To use this we have to create a variable at the beginning of our function, and a variable at the end than we log the difference.

This looks like this:

myFunction = () => {
for (i = 0; i < 10; i++) {}
};
const start = performance.now();
myFunction();
const end = performance.now();
console.log(`The function took ${end - start} milliseconds.`);
// The function took 0.2699999968172051 milliseconds.

So very basic we have a function which loops ten times, then we start a performance.now() call the function and then define our end time. Last we log the time between (end - start)

Feel free to fork my code and adjust the counter (10) and see the time increase!

See the Pen Vanilla JavaScript Timing Functions | performance by Chris Bongers (@rebelchris) on CodePen.
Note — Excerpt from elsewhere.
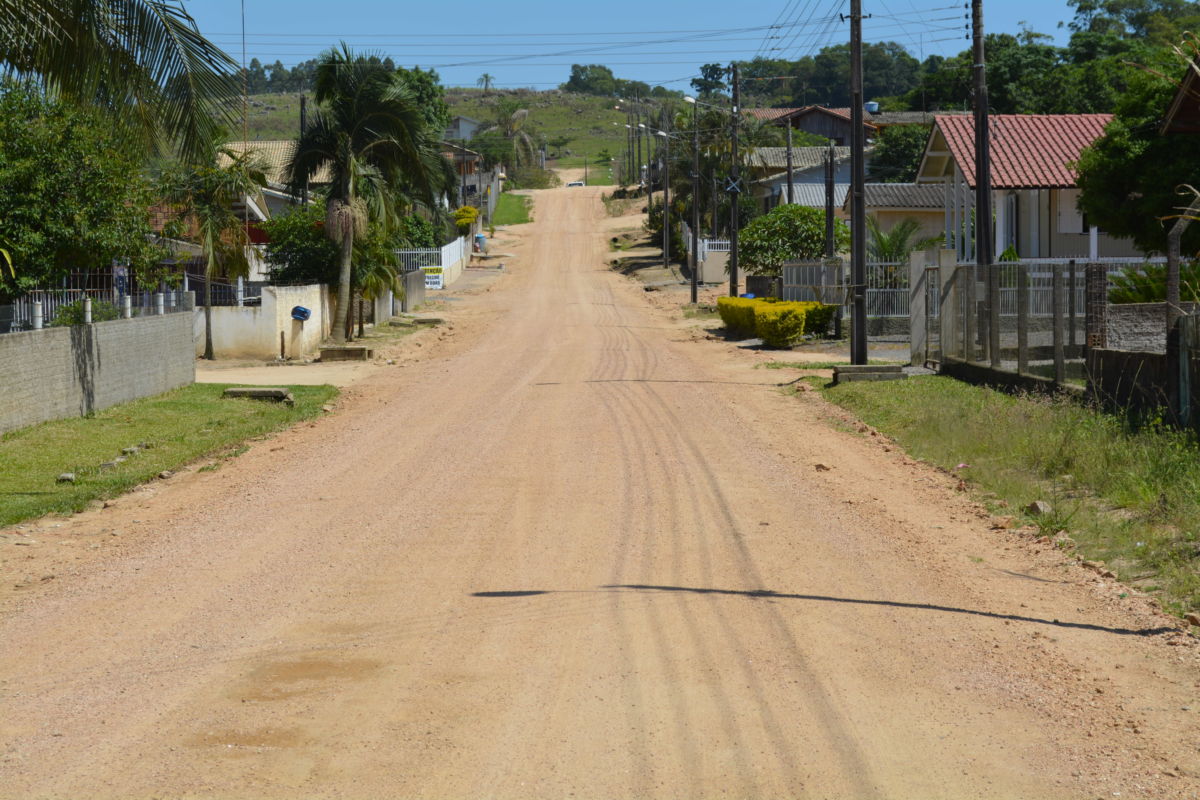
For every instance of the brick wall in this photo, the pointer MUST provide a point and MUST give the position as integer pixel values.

Using console.time() permalink

Another way is by using the console.time() function. It has one property, and it accepts a label that we can define. Then we use console.timeEnd() to stop counting; this will automatically log the result in our console. So the cool thing about this function is that we can use multiple timers at the same time, and they are easier to use.

myFunction = () => {
for (i = 0; i < 10; i++) {}
};
console.time('myFunction');
myFunction();
console.timeEnd('myFunction');
// myFunction: 0.242919921875ms

You can also try and play with this on this Codepen, try and increase the counter (10)

See the Pen Vanilla JavaScript Timing Functions | time by Chris Bongers (@rebelchris) on CodePen.

Which one to use? permalink

There is not a good or wrong here; both do what they promise. From my perspective though the console.time is way easier to use, you don't have to manually log anything extra, and it's easier to keep track off within the code.

I would suggest just picking one and make the web faster, try different approaches to your code and see how much of a difference it makes. Remember JavaScript can be weird, something that you think is slow may be faster, but you will only know with logging this.